Le dernier tir a tout changé : York égalise à la 90+13e et fait basculer un royaume
football anglais ne se résume pas à la Premier League ni même à la Championship. Parfois, c’est dans l’ombre des projecteurs, à deux échelons sous le National français, que naissent les légendes. C’est là, en fifth division , dans la National League, que s’est joué un des scénarios les plus fous du siècle. Rochdale contre York City, dernière journée, titre et promotion en jeu. Une finale de rêve, sans filet, sans retour possible.
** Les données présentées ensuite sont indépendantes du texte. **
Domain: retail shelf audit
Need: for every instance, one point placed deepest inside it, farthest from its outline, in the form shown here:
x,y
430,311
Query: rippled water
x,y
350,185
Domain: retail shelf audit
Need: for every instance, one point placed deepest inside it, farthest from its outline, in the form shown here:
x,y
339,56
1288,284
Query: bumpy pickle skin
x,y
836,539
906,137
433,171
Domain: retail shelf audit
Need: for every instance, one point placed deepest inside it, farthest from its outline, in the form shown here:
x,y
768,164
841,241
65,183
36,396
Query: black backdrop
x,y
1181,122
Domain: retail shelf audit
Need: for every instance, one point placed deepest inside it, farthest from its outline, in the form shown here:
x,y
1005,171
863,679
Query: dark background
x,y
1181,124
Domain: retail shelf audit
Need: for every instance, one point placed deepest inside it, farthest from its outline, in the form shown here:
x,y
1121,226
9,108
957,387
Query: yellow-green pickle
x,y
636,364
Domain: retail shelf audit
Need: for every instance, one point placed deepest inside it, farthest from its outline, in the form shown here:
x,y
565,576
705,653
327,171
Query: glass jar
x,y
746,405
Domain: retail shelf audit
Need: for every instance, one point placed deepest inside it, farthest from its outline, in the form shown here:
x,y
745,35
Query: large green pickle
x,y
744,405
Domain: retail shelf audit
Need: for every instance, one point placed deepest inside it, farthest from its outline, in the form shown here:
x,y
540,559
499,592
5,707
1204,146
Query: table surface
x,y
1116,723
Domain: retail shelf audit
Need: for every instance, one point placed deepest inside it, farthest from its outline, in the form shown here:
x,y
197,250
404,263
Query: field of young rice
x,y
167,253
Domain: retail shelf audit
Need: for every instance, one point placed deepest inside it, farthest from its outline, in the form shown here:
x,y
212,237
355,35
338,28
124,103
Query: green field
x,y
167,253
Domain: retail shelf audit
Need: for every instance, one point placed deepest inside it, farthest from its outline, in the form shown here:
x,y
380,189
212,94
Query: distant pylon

Les deux équipes, team phénoménales cette saison, avaient dépassé les 100 points. York City en tête avec 107, Rochdale juste derrière à 105. Le vainqueur serait sacré. Le match semblait goalless quand, soudain, Emmanuel Dieseruvwe surgit. Une header imparable, le stade explose, les fans envahissent la pelouse. Rochdale croit tenir le title , le triomphe, la montée. Tout semble écrit. Mais le game n’est pas terminé.
Il est 90+13. Les supporters de Rochdale dansent encore quand Josh Stones, joueur d’une valeur marchande de 70 000 €, entre dans l’histoire. Il est au right place , au right time . Un tir, un but. York City égalise. Le stadium , hier en liesse, bascule dans le silence. L’équipe visiteuse célèbre une promotion arrachée dans les ultimes secondes. Rochdale, effondré, voit le rêve s’envoler. Un retournement inimaginable.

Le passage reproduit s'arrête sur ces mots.